Yesterday, The Post & Courier of Charleston, South Carolina reported that a local “Council of Governments [COG] approved a resolution…asking for the state to audit how its voting machines are working.” The “machines” are the 100% unverifiable ES&S iVotronic touch-screen Direct Recording Electronic (DRE) voting systems.
The Post & Courier not only mentions the fact that state election officials insist that the “iVotronic machines reliably tally votes,” but buys into the canard that “increased skepticism” is based upon [emphasis added] “human errors made during last year’s elections.” It adds that the COG resolution expressed “a concern [that the] voting machines…do not incorporate a ‘paper trail’ that could facilitate unequivocal confirmation of election results.”

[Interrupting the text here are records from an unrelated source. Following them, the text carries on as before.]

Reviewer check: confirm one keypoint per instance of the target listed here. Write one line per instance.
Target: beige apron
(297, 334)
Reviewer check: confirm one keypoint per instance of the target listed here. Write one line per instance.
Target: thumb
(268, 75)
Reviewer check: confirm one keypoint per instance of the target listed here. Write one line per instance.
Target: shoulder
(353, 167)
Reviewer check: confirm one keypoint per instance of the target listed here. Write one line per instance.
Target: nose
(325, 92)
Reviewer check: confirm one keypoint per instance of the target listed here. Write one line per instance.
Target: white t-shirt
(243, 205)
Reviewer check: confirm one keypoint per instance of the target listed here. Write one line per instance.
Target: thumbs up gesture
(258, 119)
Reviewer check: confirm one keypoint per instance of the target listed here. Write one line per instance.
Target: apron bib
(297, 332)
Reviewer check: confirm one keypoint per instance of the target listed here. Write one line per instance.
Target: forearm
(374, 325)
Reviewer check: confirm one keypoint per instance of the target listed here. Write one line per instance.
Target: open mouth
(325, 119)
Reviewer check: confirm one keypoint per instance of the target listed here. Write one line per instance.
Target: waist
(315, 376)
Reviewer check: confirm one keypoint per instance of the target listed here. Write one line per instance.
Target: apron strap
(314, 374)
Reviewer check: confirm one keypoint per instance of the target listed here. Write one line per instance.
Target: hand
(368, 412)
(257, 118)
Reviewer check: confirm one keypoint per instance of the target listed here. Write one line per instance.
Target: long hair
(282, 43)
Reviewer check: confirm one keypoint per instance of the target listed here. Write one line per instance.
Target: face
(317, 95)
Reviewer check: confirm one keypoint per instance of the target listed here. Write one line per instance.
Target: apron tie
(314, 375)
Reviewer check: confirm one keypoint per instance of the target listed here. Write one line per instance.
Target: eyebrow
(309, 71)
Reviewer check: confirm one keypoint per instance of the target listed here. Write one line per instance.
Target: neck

If there is any state in the nation that should realize that casting a vote on the ES&S iVotronic amounts to an exercise in blind-faith, with or without a so-called “Voter-Verifiable Paper Audit Trail” (VVPAT), it would be South Carolina.
While it might be helpful if the Palmetto State looked to their GOP neighbors in North Carolina, who filed a lawsuit seeking to ban the iVotronic after witnessing “widespread” touch-screen failures and vote flipping to Democratic candidates or to their neighbor to the south, Florida, which banned touch-screen voting systems after the 2006 fiasco in Democratic-leaning Sarasota County where the ridiculously high undervote rate (18,000 “lost” votes in the one county) reported by these unverifiable machines determined the outcome of a hotly contested Congressional race (decided by just 369 votes), the most compelling evidence for immediately removing (and destroying) every ES&S iVotronic is to be found in South Carolina.
If, as recently noted in “No Real Surprise in Recent Florida E-Voting Hack”, Sarasota provided 2006’s “canary in the electronic coal mine” moment, the DRE announcement that Alvin Greene won the 2010 South Carolina Senate Democratic Primary provided the “it’s the machines transparency, stupid!” moment.
Greene was unemployed; virtually unknown. He had no campaign website, no volunteers, no campaign literature. He didn’t even own a computer or a phone. His opponent, the respected circuit judge and former state legislator Vic Rawl had raised hundreds of thousands of campaign dollars, appeared at 80 campaign events; had hundreds of volunteers.
The numbers were beyond absurd. Lancaster County paper absentee ballots went to Rawl 84% to 16%. The unverifiable touch-screens in the same county, however, said Rawl lost the it by 17%. Greene received more votes than were cast in 25 Spartanburg County precincts. The votes of 50 other precincts were missing from the final count. Statewide, the virtually unknown Greene somehow managed to capture 60% of the vote, according to the iVotronic DREs.
Denied access to the iVotronic memory cartridges, source codes, and machines, Rawl nonetheless presented an impressive five-hour case to the state Democratic Party Executive Board in contesting the race. Two computer scientists testified that system malfunction provided the only reasonable explanation. Voters said they saw their votes flipped to Greene. Campaign workers saw poll workers swapping out memory cartridges during the election.
Rawl’s challenge of the machines was ignored by most of the mainstream media and summarily rejected by the Democratic Party’s Executive Board, largely for what has been described to The BRAD BLOG by insider sources as “political reasons”.